A. The time in LA is typically 3-6 nights which includes a 2-3 night hospital stay (3-4 nights for bilateral surgery); and 1-2 days in advance of surgery to undergo a medical examination, pre-op visit with the surgeon, sign paperwork,
register at the hospital, etc... Arrangements may be made to stay pre-op, during hospital stay by family member or post-op at St Vincent’s Guest Facility Seton Hall. See the St Vincent Medical Website or contact our office for additional information.On occasion, the internist will ask you to spend an additional night following hospital discharge for routine monitoring associated with our anti-coagulation protocols. A subcuticular wound closure is generally performed and sealed with dermabond.  If staples are used, then they are generally removed 8-10 days following surgery and can be removed by your family physician.



24. Q. Following discharge from the hospital, am I transferred to an extended stay, rehabilitation or skilled nursing care facility?

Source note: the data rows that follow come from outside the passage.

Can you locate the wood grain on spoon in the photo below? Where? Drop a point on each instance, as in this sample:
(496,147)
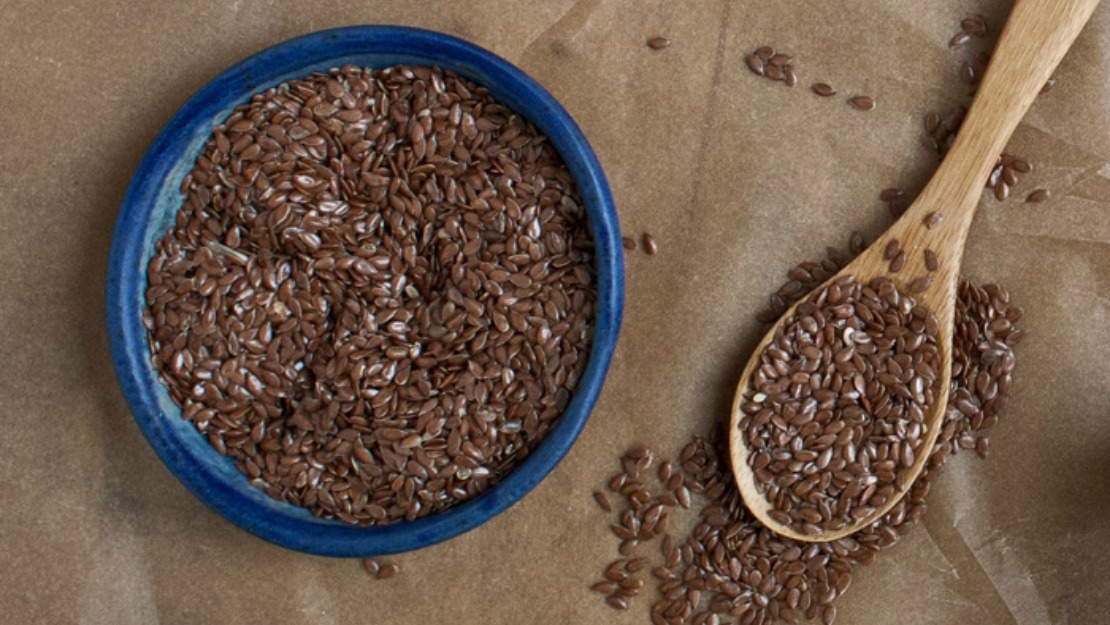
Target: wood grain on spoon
(1037,36)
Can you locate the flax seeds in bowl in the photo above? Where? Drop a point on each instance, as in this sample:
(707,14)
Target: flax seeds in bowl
(380,296)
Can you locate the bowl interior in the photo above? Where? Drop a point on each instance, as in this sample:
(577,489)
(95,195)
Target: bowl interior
(149,210)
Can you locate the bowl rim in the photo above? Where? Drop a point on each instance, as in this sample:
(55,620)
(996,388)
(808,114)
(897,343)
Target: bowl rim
(127,281)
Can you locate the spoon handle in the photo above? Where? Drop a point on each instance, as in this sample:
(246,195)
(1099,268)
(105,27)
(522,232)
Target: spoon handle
(1037,36)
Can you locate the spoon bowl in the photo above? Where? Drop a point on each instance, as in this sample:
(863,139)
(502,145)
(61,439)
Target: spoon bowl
(1036,38)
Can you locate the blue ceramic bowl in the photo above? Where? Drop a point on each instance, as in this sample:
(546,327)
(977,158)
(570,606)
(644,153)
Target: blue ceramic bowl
(153,199)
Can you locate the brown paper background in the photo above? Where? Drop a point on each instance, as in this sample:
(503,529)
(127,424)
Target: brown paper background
(737,178)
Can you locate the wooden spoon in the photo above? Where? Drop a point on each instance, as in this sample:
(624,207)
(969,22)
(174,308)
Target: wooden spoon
(1037,36)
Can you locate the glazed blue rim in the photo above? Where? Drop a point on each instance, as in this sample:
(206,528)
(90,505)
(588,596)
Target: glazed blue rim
(153,198)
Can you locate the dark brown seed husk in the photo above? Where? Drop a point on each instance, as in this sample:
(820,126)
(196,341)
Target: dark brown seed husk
(890,194)
(861,102)
(321,306)
(774,419)
(1001,191)
(729,564)
(968,74)
(1038,195)
(789,77)
(387,571)
(898,262)
(755,64)
(371,565)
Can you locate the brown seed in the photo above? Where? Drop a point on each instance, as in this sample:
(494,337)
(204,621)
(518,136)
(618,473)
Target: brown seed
(898,262)
(789,77)
(755,64)
(373,162)
(387,571)
(1001,191)
(704,573)
(371,565)
(982,446)
(1038,195)
(968,73)
(890,194)
(930,260)
(861,102)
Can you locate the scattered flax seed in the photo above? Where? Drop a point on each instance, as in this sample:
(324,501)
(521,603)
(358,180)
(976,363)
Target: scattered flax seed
(755,64)
(861,102)
(773,66)
(968,73)
(788,77)
(890,194)
(730,564)
(898,262)
(930,260)
(387,571)
(1001,191)
(371,565)
(1038,195)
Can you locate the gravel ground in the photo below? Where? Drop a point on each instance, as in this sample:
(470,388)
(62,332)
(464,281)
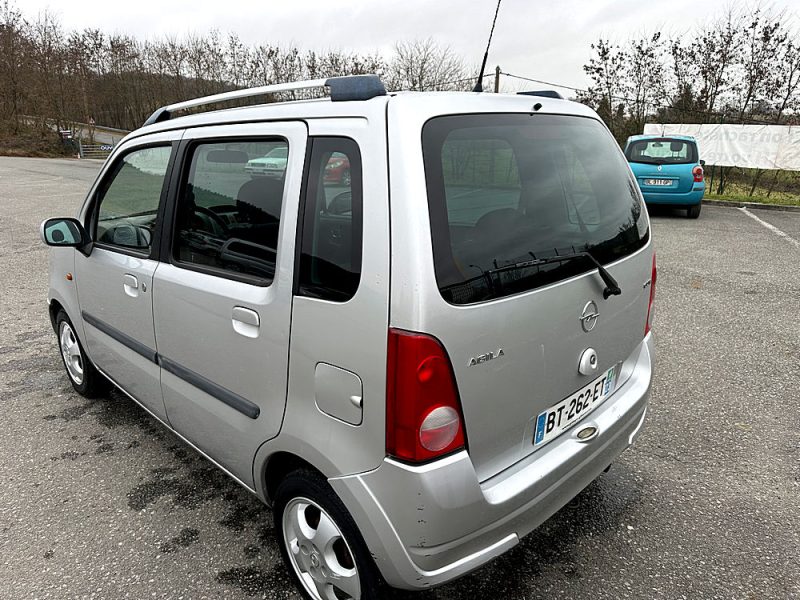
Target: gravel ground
(97,500)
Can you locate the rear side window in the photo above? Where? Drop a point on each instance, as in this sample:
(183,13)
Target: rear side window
(662,151)
(506,190)
(330,248)
(128,202)
(229,209)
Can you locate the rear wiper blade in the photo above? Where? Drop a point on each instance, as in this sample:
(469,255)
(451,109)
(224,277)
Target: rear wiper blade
(612,287)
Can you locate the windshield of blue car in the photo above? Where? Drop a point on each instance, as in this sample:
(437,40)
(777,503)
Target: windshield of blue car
(662,151)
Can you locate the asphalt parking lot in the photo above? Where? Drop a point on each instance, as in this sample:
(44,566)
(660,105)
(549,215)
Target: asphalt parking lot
(98,501)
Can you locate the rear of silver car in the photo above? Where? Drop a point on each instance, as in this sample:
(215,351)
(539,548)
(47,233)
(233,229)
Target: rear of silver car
(501,212)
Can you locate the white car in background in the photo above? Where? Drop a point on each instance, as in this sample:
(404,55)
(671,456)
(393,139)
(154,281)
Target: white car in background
(273,164)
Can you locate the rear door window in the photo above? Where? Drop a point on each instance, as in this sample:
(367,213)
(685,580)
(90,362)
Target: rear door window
(229,209)
(506,190)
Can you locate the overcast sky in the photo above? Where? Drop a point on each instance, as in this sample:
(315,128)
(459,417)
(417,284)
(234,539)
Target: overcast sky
(541,39)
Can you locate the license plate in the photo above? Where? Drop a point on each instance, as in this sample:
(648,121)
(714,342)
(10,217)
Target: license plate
(560,417)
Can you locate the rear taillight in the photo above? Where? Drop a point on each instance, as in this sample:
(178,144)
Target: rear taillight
(423,413)
(652,296)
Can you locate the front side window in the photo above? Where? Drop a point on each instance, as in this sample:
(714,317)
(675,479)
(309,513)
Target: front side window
(506,191)
(128,203)
(229,209)
(330,252)
(662,151)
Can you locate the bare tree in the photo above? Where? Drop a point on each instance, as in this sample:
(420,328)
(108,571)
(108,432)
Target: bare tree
(425,65)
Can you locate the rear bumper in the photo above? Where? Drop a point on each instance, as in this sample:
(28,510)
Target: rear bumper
(685,199)
(429,524)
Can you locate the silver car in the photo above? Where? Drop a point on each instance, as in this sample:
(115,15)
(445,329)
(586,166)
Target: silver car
(414,367)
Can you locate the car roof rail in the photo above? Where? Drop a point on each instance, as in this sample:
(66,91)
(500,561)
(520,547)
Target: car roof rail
(342,89)
(543,93)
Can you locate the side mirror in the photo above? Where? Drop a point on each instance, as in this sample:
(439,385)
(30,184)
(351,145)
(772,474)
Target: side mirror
(64,232)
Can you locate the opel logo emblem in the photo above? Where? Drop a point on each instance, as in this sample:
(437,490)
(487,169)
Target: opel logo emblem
(589,316)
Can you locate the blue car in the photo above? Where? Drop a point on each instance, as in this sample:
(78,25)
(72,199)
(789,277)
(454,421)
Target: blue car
(669,170)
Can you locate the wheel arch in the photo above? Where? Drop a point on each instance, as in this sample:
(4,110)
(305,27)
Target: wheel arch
(274,469)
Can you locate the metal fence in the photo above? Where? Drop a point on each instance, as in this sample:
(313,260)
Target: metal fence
(98,151)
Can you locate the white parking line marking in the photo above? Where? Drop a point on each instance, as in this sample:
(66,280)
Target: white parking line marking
(772,228)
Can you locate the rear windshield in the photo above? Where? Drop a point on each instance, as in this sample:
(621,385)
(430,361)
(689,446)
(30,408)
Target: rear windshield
(662,151)
(506,190)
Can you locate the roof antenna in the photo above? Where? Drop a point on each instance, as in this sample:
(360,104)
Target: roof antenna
(479,85)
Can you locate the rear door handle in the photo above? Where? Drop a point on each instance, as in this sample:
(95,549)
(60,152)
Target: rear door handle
(130,284)
(245,321)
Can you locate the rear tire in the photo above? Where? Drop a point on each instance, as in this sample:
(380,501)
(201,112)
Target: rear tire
(83,376)
(320,543)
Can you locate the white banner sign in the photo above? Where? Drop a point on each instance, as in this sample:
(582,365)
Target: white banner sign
(750,146)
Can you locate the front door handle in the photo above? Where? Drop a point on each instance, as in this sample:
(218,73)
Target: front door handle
(245,321)
(130,284)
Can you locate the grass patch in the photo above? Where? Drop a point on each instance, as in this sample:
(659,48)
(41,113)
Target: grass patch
(783,187)
(31,141)
(777,200)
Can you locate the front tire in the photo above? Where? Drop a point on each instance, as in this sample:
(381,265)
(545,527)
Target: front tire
(320,543)
(83,376)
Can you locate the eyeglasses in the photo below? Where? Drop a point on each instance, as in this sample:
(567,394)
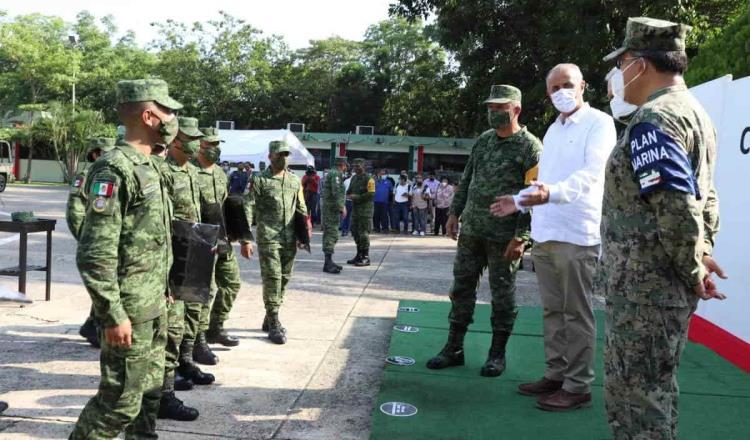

A. Rarely is a JRI patient transferred to another facility following hospital discharge regardless of the type of joint replacement they received. In other words, our patients are almost always discharged directly to home. Occasionally, a patient is transferred to a transitional care unit at St Vincent’s medical Center or rehabilitation or skilled nursing facility if the surgeon feels that it would be beneficial, such as in the case of elderly patients who are less ambulatory or stable or if they have other medical conditions that require closer post-operative monitoring



25. Q. Do I need to donate blood for my surgery?

A. As with many surgeries, bleeding can occur during hip surgery and you may require a blood transfusion. However, due to advances in operative and anesthesia techniques, the need for blood donation prior to hip resurfacing or THR has been eliminated or significantly reduced. For example, blood donation prior to surgery is typically not required for male patients. Small female patients may donate one unit of blood for unilateral surgery (one hip) because their effective blood volume and hence reserve is less.  Two units are suggested for bilateral surgery (both hips) for both men and women. Revision surgery will typically be required to donate blood prior to surgery although the number of units may vary depending upon the anticipated complexity of the patient’s case. Refer to “Planning for Your Surgery” in the Hip Replacement section of the website for detailed information regarding the types of blood donation. If your surgeon recommends that you donate one or more units of blood, then our office will fax an order signed by the surgeon to the blood donation facility that you designate.



References


1.  Amstutz H, Le Duff M, Campbell P,   Dorey F. The effects of technique changes on aseptic loosening of the femoral component in hip resurfacing. Results of 600 Conserve Plus with a 3-9 year follow-up. J Arthroplasty. 2007;22:481-9.
2.  Eastaugh-Waring S, Seenath S, Learmonth D,   Learmonth I. The practical limitations of resurfacing hip arthroplasty. J Arthroplasty. 2006;21:18-22.